Both AMD and Nvidia released new graphics card line ups this year, but it's clear from the outset that they had different aims. Nvidia maintained its position as the undisputed graphics performance king with the GTX 1080 and Titan X, which together offer more power than anything AMD has available. However, that's not to say that AMD didn't corner its own section of the market.
Taking its traditional bang/buck ratio and wrestling a few more frames per second out of it at an even lower price tag, it introduced the $200 > RX generation of Polaris cards, which offered as much power as its last-gen 3XX parts, but for much, much less. The idea was to get more people up to spec for virtual reality, which it did. Polaris cards sold well, though not as well as AMD might have hoped.

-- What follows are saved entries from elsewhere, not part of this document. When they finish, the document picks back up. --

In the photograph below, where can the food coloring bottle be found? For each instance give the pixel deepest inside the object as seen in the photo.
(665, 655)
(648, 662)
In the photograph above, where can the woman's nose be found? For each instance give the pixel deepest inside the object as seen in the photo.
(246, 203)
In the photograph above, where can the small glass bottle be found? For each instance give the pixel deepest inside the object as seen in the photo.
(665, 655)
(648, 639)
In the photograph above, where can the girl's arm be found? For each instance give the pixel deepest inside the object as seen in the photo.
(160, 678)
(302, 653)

AMD managed to grow its revenue year on year by 11 percent thanks to the strength of Polaris, but that wasn't enough for its GPU division to turn a profit (thanks Fool). In comparison, Nvidia's revenue grew 54 percent, which puts it in a far better position as we head towards 2017.
Clearly Pascal was a smash hit, where Polaris was a spirited effort, but not enough to turn the tide.
This is likely because the graphics card industry has always maintained this strange balance of offering bang for buck in the mid-range, where people can actually afford the cards, while having a powerful top end solution to draw in the crowds and impress the punters.
In terms of public perception at least, AMD has done a little better this year. It's been much more regular with its driver releases – always a complaint from fans in the past – and it has kept its prices competitive at the low end. Nvidia has introduced a lot more competition there lately with the 1050Ti and aggressive pricing of its own, but AMD still has a decent foothold.
What we may need to wait for now is early 2017 where AMD's Vega is expected to show up. That new-generation architecture will be AMD's first truly high-end graphics card since the ill-fated Fury line up and purportedly could offer huge performance gains over what's currently available. It is said to make use of High-Bandwidth-Memory (HBM) 2, which itself is a big upgrade over HBM and GDDR5X, the latter of which is used in Nvidia's Pascal cards.
But it's not like this year was a complete right off. AMD might still be well behind Nvidia in terms of popularity and its finances may still be rather shaky, but AMD's market share this quarter has risen to as much as 30 percent, which is almost double what it was this time last year.
Where AMD is really dominating though, is in discrete graphics. Built in GPUs, on board GPUs and chips in games consoles are much more commonly AMD branded. So much so in fact that if you look at gaming as a whole, factoring in all gamers all over the world, 57 percent of them are using AMD hardware to play.
But Nvidia definitely has the desktop market. A quick look at steam's hardware survey shows us that almost five percent of all Steam users are running GTX 970s now. Although AMD does have a couple of showings in the top 20, its current flagship Polaris card, the RX 480, has only 0.3 percent, which is no where near as impressive. Nvidia's Geforce 210 has more than three times the users as that.
Ultimately, as we move forward into next year, AMD's position isn't quite as precarious as it was last year, but it's not much improved either. It will need a strong showing from Vega to recapture relevance in the desktop GPU game. If it falls flat there and Nvidia dominates again, it will be interesting to see what AMD does. It still makes plenty of money in the on board GPU game and in providing graphics hardware for consoles, but if it can't make a return on investment in desktop cards, can it continue to invest as heavily in developing that lower-end gaming hardware?